One Louisiana dish new to Jazz Fest this year is not only unusual for a festival setting, but also a rare item to find anywhere. Vickie Krantz, whose family ran the Fair Grounds Race Course before it was bought by Churchill Downs Inc., is preparing a different take on calas in Food Area I. These fried rice cakes were once as common as beignets in New Orleans but are now found at only a handful of restaurants. Though calas traditionally are covered in powdered sugar or syrup and eaten for breakfast, Krantz has a savory version with andouille sausage and a green onion sauce. Proceeds from calas sales will benefit the Fair Grounds Racing Museum, which the Krantz family runs in Kenner.
There has been some shuffling of vendor locations this year, too, with the food areas that previously were close to the grandstand and the Congo Square stage now incorporated into main Food Areas I and II.
"People shouldn't panic if they don't see one of their favorites in the usual place; they might just be somewhere else (on the festival grounds) this year," says Nugent.
Fried chicken is a case in point. This Jazz Fest favorite has long been the territory of Wayne Baquet, but this year Baquet is concentrating on his recently reopened Treme restaurant Lil' Dizzy's and won't be at the festival. Instead, Catering Unlimited is hoisting the fried chicken mantle at Food Area I, where it also is serving its Cajun jambalaya.
While most of the vendors at the festival this year are familiar faces, they are bringing plenty of new dishes with them.
Papa Ninety Catering is adding seafood tamales to its boudin and crawfish remoulade offerings at Food Area I. Shrimp bread is the latest from Panaroma Foods, the Marksville baker that makes the wildly popular crawfish bread and equally good sausage and jalapeno bread at Food Area I. Ledet & Louque will once again serve baskets of boiled crawfish, but has a new addition to the offerings this year with its crawfish etouffee at Food Area I.
The popular stuffed artichokes prepared by Vucinovich's Restaurant proved too labor intensive this year, so they are replaced at the Food Area I booth by paneed chicken po-boys. The booth run by the Mensaje Spanish Festival is bringing back its tajadas -- the fried plantains topped with fried pork and pickled cabbage that proved such a hit when introduced last year -- but wasn't able to make its pupusas due to supply difficulties. Instead, look for new chicken flautas at its Food Area II booth.
Fireman Mike's Kitchen is back again at Food Area II after a hiatus last year, and is cooking up a rendition of alligator sauce piquante -- a dish that in past years has been alive with spice and flavor.
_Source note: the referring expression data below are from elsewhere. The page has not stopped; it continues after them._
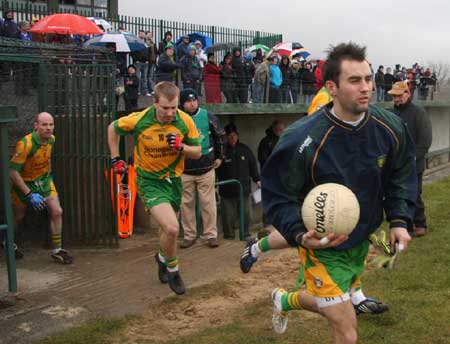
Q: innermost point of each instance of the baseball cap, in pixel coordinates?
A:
(187, 94)
(399, 88)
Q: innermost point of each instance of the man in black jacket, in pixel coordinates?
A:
(269, 141)
(240, 164)
(419, 126)
(199, 175)
(167, 65)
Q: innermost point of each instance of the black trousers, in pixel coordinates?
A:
(419, 215)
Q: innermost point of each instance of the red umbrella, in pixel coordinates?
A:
(66, 24)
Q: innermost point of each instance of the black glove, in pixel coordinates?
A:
(119, 166)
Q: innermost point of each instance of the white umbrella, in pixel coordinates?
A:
(101, 22)
(125, 41)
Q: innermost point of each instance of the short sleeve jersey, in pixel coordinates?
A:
(153, 158)
(32, 158)
(321, 99)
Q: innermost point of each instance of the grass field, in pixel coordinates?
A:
(418, 292)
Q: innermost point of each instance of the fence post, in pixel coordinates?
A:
(7, 115)
(241, 204)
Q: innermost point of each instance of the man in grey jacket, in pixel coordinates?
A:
(419, 126)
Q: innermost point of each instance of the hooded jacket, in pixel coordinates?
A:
(217, 141)
(419, 126)
(240, 164)
(266, 146)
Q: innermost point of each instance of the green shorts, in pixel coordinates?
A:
(331, 273)
(43, 185)
(156, 191)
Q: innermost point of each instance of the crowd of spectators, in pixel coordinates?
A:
(417, 77)
(241, 77)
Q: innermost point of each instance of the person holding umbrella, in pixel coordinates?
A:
(167, 66)
(212, 80)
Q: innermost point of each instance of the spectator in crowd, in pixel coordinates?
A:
(286, 74)
(267, 144)
(9, 27)
(308, 80)
(296, 75)
(152, 55)
(167, 66)
(182, 48)
(119, 78)
(164, 137)
(240, 83)
(37, 37)
(32, 182)
(141, 61)
(227, 77)
(190, 70)
(424, 84)
(212, 80)
(131, 95)
(239, 163)
(318, 74)
(164, 42)
(23, 34)
(275, 80)
(260, 82)
(199, 175)
(419, 126)
(413, 80)
(379, 82)
(258, 56)
(249, 67)
(388, 82)
(200, 54)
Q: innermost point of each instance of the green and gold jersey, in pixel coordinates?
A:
(153, 157)
(32, 158)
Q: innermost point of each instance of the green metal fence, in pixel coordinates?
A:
(7, 115)
(77, 86)
(239, 37)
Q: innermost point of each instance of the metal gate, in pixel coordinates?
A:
(76, 86)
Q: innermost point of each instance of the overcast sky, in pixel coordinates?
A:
(402, 31)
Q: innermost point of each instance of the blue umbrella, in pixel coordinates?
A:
(125, 41)
(197, 36)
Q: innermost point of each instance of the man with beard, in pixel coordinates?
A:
(321, 149)
(419, 126)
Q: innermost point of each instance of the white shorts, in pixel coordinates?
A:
(323, 302)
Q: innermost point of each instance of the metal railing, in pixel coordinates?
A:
(242, 38)
(7, 115)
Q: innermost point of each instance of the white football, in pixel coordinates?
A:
(330, 208)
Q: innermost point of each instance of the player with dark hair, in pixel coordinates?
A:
(163, 137)
(354, 144)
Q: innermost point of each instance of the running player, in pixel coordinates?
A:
(163, 137)
(355, 144)
(32, 182)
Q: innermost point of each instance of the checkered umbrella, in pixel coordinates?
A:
(101, 23)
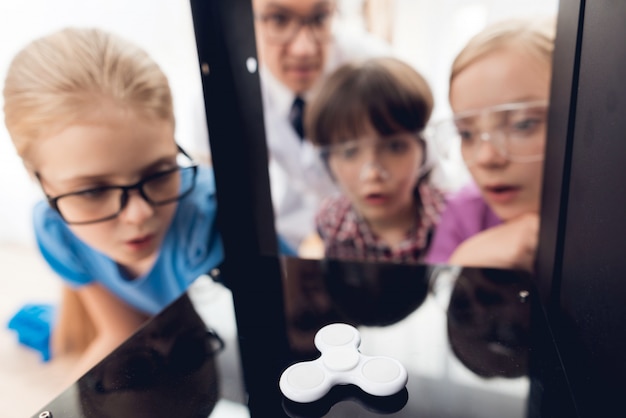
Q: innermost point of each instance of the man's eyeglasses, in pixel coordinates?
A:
(281, 27)
(515, 130)
(102, 203)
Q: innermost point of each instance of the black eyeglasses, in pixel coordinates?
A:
(281, 27)
(102, 203)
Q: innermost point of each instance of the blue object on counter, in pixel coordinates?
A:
(33, 324)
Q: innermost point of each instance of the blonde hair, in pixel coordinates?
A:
(59, 79)
(536, 36)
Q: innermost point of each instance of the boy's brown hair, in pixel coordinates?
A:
(383, 92)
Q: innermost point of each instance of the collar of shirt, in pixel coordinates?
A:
(348, 230)
(278, 96)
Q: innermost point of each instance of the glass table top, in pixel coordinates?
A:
(475, 343)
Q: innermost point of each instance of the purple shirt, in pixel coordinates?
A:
(466, 215)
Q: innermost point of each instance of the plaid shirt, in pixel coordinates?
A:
(347, 236)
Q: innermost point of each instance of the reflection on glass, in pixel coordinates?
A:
(489, 322)
(166, 370)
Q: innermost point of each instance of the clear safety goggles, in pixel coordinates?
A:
(516, 131)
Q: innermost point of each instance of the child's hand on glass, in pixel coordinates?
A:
(510, 245)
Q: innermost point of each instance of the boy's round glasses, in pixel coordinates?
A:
(102, 203)
(382, 154)
(515, 130)
(281, 27)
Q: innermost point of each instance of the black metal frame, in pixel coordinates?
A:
(226, 47)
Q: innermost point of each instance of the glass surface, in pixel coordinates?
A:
(474, 343)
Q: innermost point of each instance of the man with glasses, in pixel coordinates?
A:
(297, 45)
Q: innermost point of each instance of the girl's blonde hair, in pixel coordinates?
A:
(59, 79)
(535, 35)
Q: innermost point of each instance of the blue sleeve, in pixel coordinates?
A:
(58, 245)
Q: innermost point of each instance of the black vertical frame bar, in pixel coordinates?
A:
(560, 133)
(226, 46)
(592, 293)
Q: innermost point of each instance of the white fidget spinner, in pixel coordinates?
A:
(341, 363)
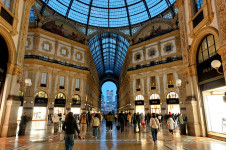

Also in the reptile business this year is Margaritaville Cafe, the French Quarter eatery owned by Jimmy Buffet that is frying bits of alligator meat along with frog legs at Food Area I.
On the sweet spectrum, Minnie Pearl, the Marrero-based baker known around the Fair Grounds as the "Pie Lady," this year is adding the Southern favorite red velvet cake to her array of desserts at the small Heritage Square food area.
And back this year at Food Area I is Linda Green, adding banana bread pudding to her offerings of yaka mein -- a dish that might be even harder to find these days than calas. Yaka mein is an only-in-New-Orleans soup made from any combination of meat, egg, greens and noodles in a spicy, salty broth that carries the endearing nickname "old sober" for its purported qualities as a hangover cure. It is most often found at corner groceries in low-income neighbors, very few of which are back in business since the storm. But it's back at Jazz Fest, as the edible history of New Orleans writes its next chapter.